How to reach
The ruins of the Castello dei Vescovi (literally “Castle of the Bishops”), also called “Torraccia”, are found in the Berignone-Tatti forest, situated at about eight linear miles south-southeast of Volterra. The easiest itinerary for reaching the isolated castle takes about half a day. From Volterra follow the SS68 towards Castel S. Gimignano/Siena, and after about 5 km turn right towards Mazzolla. Before you reach the town, take the unpaved road that curves to the left and then turn right at the first crossroad. Follow this road until you reach the Batazzone farm and from her take the sharp left that goes into the Fosci valley. Continue along this road until you reach the chain that block the road where you will need to leave your car, and from where you need to go on foot or by mountain bike. After passing Capannone, you will reach the site of the ruins in about 45 minutes.
The castle know as the “Fortress of Berignone” (from the name of the forest in which it is located, a large forest complex that even today still maintains its incredible natural beauty), “Castle of the Bishops” or simply “Torraccia”, is an important fortification south of Volterra on a rocky spur where the Rio canyon and the Sellate stream meet, in the upper Cecina valley.
There is documentation of the castle already in the year 896 when Adalberto Marquis of Tuscany gifts it to Alboino, the Bishop of Volterra. Since then it has been a fortress and also the residence of the Bishops of Volterra (hence its name), used for administering justice, for minting coins, but above all as a refuge during the long struggle against the Comune. More than once, the Bishops retreated in order to avoid retaliation as they did after their victory in Benevento when they escaped to the fortress in order to avoid the assault of the Ghibellines.
In 1361 Berignone revolts against the Comune of Volterra, but is quickly brought back to order.
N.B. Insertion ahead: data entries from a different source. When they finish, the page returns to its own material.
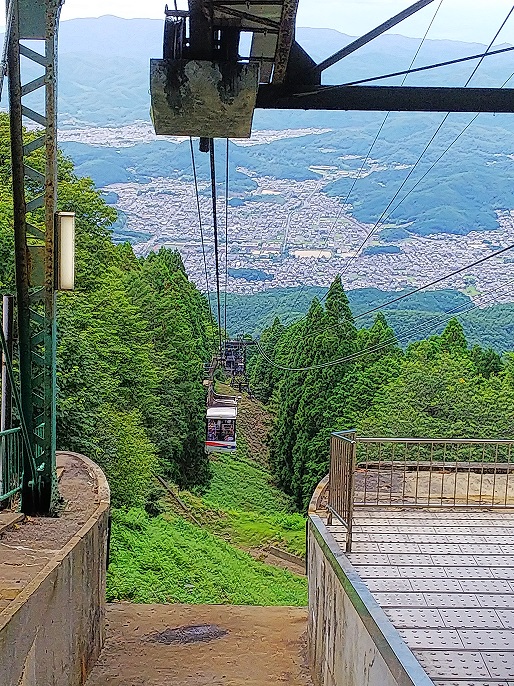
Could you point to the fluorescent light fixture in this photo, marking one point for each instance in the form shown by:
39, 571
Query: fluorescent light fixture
65, 252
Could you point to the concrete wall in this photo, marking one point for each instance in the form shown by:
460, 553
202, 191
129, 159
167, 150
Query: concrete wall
52, 634
350, 640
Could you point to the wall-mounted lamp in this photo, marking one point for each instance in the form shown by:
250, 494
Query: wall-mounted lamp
65, 251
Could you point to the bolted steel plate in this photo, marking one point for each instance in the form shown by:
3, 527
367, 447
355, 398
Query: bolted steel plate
413, 618
200, 98
482, 639
453, 664
471, 618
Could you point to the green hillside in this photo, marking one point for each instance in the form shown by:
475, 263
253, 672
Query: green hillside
413, 318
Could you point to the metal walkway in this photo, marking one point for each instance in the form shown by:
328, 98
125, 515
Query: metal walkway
445, 579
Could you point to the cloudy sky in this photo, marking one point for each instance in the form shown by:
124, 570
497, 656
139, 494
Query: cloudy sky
467, 20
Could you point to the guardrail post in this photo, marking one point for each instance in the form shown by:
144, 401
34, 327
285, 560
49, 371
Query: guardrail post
350, 493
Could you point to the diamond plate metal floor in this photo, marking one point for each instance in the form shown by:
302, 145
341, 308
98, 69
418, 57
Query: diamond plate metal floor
445, 579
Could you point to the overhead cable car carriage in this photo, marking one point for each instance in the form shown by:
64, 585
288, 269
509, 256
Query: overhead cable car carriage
221, 424
220, 418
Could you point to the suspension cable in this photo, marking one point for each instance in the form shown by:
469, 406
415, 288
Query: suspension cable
375, 140
226, 243
200, 224
380, 220
412, 292
429, 66
383, 216
404, 336
216, 245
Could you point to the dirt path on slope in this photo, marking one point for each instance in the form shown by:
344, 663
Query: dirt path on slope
254, 646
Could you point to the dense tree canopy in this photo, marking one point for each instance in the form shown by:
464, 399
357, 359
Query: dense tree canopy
132, 342
438, 387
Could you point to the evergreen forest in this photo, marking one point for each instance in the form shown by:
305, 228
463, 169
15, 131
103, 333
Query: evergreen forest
133, 341
323, 374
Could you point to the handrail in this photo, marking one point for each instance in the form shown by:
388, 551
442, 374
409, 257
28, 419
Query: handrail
456, 441
417, 473
17, 401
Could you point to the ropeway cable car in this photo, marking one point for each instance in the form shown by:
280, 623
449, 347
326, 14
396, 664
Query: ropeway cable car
221, 424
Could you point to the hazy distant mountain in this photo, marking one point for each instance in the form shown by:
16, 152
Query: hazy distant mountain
104, 66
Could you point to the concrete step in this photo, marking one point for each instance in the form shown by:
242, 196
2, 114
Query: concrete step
9, 519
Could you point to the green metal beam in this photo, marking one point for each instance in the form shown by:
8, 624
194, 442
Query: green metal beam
33, 190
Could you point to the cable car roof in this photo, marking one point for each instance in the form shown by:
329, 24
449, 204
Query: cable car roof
224, 412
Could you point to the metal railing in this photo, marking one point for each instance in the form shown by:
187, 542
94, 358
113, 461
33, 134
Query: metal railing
341, 480
417, 473
11, 464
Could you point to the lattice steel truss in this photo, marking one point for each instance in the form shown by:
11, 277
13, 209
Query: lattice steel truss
35, 199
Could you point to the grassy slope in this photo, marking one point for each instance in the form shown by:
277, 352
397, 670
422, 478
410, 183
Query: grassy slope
243, 506
166, 559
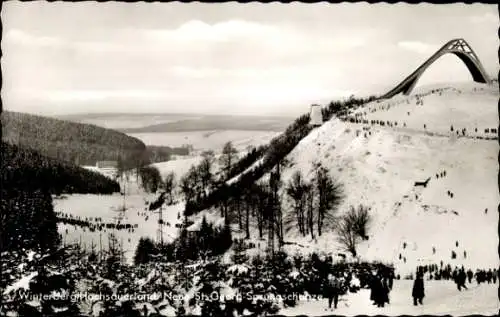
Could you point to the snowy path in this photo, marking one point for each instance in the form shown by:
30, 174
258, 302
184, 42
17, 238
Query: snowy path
442, 297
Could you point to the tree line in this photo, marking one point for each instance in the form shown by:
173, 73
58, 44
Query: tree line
25, 169
77, 143
28, 181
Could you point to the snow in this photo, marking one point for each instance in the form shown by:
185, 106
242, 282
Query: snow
208, 140
379, 171
106, 207
238, 269
442, 298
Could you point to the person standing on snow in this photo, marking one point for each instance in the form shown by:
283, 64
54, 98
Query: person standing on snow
418, 292
333, 288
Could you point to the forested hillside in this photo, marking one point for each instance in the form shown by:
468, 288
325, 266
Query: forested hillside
27, 170
82, 144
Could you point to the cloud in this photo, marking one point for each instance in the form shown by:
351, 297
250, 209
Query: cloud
418, 47
485, 18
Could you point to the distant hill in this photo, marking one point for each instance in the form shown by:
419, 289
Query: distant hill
248, 123
82, 144
28, 170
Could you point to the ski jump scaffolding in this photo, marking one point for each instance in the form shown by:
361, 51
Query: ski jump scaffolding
458, 47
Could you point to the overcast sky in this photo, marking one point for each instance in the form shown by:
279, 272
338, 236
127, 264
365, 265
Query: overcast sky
226, 58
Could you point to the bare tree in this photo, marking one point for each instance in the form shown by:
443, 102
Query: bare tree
205, 171
330, 195
359, 219
296, 191
347, 237
353, 227
168, 186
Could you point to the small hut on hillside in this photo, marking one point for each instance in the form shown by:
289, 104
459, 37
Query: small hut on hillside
316, 116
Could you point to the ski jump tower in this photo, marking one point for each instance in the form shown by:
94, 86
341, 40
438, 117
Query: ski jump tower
458, 47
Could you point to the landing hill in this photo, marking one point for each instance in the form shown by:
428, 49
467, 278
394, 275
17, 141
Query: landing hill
444, 133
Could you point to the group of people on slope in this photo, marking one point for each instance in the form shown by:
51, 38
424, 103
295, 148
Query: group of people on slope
381, 286
459, 276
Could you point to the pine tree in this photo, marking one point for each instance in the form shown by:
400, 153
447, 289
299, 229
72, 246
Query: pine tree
228, 157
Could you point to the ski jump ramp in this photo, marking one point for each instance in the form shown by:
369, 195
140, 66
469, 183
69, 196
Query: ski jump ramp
458, 47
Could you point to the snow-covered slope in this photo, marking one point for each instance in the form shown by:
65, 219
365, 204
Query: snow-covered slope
379, 165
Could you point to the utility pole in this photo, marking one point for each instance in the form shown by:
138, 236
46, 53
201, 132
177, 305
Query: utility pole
160, 225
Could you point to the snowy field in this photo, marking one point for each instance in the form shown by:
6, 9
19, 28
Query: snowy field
207, 140
442, 298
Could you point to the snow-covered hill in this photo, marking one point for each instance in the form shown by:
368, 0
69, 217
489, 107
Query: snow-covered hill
378, 166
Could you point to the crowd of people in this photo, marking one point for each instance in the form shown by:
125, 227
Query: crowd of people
380, 282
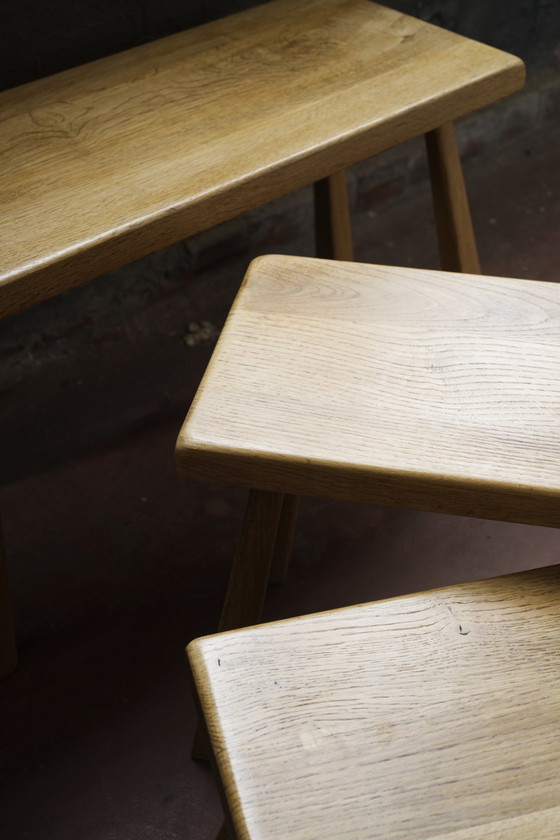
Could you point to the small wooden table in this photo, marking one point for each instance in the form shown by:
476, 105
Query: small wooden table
433, 716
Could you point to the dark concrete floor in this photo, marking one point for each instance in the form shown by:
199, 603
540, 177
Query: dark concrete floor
115, 564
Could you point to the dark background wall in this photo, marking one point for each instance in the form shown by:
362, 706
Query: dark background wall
40, 37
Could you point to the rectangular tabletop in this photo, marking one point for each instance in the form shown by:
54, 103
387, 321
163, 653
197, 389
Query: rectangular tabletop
105, 163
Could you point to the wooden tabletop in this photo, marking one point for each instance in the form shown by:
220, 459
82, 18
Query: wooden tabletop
108, 162
433, 716
419, 389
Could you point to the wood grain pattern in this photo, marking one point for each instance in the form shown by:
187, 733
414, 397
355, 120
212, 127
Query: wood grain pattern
108, 162
433, 716
333, 232
411, 388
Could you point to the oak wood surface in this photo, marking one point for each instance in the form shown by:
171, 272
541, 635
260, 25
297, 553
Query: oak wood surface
457, 244
8, 649
429, 716
110, 161
395, 386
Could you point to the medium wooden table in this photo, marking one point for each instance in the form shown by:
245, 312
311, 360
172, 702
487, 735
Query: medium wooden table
108, 162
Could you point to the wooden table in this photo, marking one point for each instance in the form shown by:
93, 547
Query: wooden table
108, 162
429, 717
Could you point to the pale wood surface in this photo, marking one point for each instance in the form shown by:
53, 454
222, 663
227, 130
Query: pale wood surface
457, 245
108, 162
411, 388
430, 716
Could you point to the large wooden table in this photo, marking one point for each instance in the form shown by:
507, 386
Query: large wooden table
111, 161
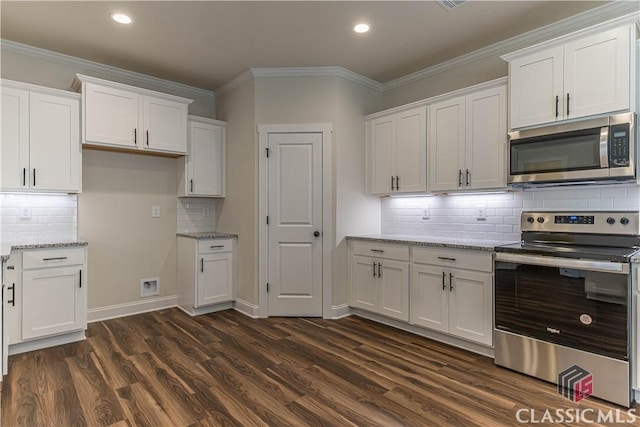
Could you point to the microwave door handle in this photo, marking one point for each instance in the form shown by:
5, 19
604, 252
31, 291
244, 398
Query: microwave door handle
579, 264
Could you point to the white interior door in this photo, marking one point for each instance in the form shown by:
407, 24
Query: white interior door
295, 216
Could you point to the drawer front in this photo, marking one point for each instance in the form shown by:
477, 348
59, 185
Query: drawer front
215, 245
458, 258
52, 258
381, 250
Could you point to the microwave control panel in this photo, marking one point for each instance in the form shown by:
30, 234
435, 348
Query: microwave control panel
619, 145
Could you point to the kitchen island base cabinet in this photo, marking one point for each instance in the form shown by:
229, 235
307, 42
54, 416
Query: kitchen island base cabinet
206, 274
46, 300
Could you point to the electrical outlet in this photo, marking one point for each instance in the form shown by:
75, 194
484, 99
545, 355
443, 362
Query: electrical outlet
425, 212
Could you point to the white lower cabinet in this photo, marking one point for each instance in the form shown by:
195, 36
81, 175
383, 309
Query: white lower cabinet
46, 294
207, 273
379, 283
451, 292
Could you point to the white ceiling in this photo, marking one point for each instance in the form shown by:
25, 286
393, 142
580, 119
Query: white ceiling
207, 43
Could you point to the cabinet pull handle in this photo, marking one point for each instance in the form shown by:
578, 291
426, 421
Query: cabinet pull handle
12, 301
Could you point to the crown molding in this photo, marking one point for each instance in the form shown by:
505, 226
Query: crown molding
124, 76
620, 11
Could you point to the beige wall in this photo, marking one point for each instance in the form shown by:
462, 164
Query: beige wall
238, 211
114, 215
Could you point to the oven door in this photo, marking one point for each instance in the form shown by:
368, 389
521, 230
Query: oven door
575, 303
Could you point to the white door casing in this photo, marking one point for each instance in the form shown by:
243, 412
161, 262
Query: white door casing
288, 251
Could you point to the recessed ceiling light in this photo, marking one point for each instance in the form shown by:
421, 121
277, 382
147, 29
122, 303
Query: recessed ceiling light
361, 28
121, 18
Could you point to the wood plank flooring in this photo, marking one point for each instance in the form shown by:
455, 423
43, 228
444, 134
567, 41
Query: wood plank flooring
167, 369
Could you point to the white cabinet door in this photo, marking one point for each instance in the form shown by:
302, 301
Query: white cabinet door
55, 151
471, 306
411, 151
382, 143
536, 83
430, 297
364, 292
206, 160
215, 279
446, 144
15, 139
393, 282
596, 74
111, 116
165, 125
486, 139
53, 301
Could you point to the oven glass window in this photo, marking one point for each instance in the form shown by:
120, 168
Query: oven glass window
557, 153
580, 309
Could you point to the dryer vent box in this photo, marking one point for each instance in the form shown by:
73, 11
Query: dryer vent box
149, 287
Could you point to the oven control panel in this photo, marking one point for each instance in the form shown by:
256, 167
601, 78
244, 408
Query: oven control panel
612, 222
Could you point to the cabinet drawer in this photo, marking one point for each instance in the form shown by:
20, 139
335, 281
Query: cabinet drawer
381, 250
215, 245
459, 258
52, 258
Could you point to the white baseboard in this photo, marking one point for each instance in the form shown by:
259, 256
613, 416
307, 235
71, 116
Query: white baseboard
246, 308
130, 308
340, 311
53, 341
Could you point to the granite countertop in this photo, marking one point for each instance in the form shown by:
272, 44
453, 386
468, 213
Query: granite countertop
442, 242
209, 235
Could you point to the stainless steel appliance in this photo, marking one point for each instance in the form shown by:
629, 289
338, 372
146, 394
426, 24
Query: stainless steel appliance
588, 150
562, 298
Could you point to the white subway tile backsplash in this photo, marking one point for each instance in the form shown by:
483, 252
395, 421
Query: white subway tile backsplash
455, 215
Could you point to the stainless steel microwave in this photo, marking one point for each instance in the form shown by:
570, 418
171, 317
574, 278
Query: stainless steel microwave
588, 150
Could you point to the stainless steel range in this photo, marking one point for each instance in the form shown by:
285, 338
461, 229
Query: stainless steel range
562, 298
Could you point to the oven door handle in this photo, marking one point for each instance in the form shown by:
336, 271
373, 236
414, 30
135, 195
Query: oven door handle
579, 264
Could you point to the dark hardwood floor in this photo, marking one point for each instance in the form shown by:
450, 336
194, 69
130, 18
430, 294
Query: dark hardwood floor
167, 369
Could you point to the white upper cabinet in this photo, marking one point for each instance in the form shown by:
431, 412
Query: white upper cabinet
397, 146
130, 118
467, 141
572, 77
202, 172
40, 139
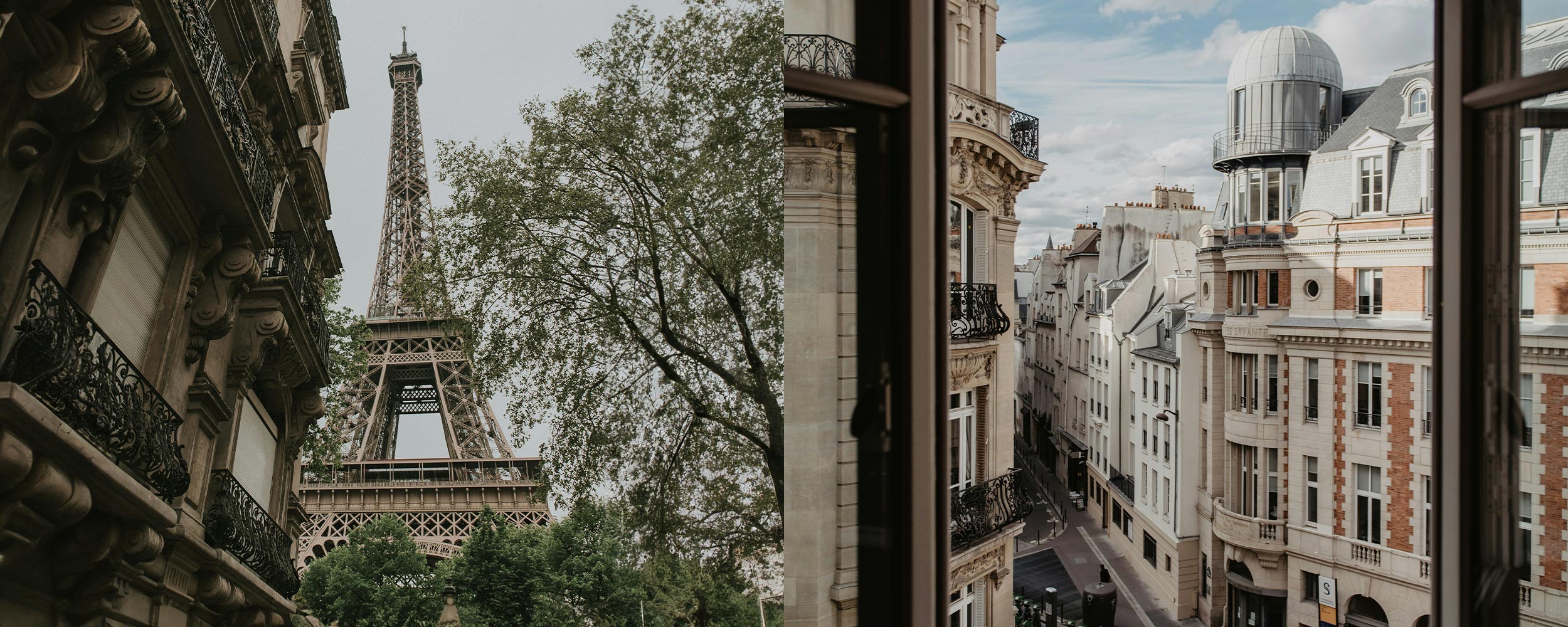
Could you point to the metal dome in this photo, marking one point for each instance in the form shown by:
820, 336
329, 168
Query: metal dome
1285, 54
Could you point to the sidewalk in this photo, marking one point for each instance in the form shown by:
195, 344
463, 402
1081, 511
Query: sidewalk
1083, 546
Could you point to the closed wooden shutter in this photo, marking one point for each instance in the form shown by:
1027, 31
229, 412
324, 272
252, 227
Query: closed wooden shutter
132, 289
256, 453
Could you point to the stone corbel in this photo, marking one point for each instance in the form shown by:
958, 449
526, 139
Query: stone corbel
88, 562
218, 289
258, 342
218, 593
95, 87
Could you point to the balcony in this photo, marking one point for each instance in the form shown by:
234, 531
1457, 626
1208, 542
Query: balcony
1347, 552
974, 312
236, 522
66, 361
258, 170
987, 508
1020, 129
1269, 139
819, 54
1247, 532
284, 259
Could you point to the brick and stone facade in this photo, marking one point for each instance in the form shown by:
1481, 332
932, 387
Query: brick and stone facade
1355, 255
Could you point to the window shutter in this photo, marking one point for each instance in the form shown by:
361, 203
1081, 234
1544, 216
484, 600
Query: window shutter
132, 289
255, 453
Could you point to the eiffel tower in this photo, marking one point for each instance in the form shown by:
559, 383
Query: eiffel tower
416, 369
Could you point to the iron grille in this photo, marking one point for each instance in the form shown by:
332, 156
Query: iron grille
974, 312
204, 48
1269, 139
66, 361
819, 54
1026, 134
987, 508
236, 522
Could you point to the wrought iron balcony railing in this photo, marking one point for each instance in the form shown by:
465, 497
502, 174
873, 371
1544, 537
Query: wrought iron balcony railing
413, 471
987, 508
1271, 139
66, 361
236, 522
819, 54
203, 41
286, 259
1024, 130
974, 312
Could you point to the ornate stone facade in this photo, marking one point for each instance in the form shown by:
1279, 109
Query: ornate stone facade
157, 366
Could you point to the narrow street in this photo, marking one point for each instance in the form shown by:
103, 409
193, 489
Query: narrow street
1068, 554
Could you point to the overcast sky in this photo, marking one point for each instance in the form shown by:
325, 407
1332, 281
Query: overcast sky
480, 61
1126, 87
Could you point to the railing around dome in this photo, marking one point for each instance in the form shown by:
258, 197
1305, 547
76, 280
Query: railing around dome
1271, 139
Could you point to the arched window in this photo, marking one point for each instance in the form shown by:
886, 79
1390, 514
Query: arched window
1418, 102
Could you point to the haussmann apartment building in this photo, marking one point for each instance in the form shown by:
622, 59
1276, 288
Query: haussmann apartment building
162, 337
993, 152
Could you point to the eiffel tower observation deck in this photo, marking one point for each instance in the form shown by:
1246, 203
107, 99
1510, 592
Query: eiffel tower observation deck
416, 369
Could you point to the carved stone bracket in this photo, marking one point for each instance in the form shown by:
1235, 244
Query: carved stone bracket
970, 367
90, 563
985, 174
217, 289
980, 565
96, 87
36, 497
258, 342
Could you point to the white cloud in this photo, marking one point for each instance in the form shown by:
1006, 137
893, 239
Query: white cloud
1374, 38
1190, 7
1224, 41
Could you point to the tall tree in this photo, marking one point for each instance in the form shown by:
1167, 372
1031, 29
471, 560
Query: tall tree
346, 362
620, 273
377, 581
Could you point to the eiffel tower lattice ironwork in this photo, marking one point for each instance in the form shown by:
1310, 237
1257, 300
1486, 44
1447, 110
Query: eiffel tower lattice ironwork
415, 369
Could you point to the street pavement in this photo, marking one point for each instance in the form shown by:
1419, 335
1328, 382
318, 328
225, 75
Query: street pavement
1070, 552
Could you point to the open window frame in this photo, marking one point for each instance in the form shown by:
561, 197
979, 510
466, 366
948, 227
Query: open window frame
898, 107
1479, 427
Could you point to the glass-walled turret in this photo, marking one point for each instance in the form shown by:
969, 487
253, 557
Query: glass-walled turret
1283, 102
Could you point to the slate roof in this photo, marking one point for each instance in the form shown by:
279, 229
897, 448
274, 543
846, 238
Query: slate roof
1161, 353
1382, 110
1089, 246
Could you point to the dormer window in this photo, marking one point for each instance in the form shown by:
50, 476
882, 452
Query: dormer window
1418, 102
In 1381, the inhabitants of Berignone themselves ask for Volterra’s help in defending the castle, now occupied by relatives of Simone dei Fagani di Reggio, Bishop of Volterra. Several skirmishes followed until peace was finally declared on the 5th of February in 1382. In 1399 the castle was again occupied by the Sienese and from this moment the fortress began its decline.
Today, only ruins remain to dominate this vast forest, populated by boar, deer, and birds of prey, but just by looking at these ruins one can imagine the architectural strength and elegance of these ancient buildings.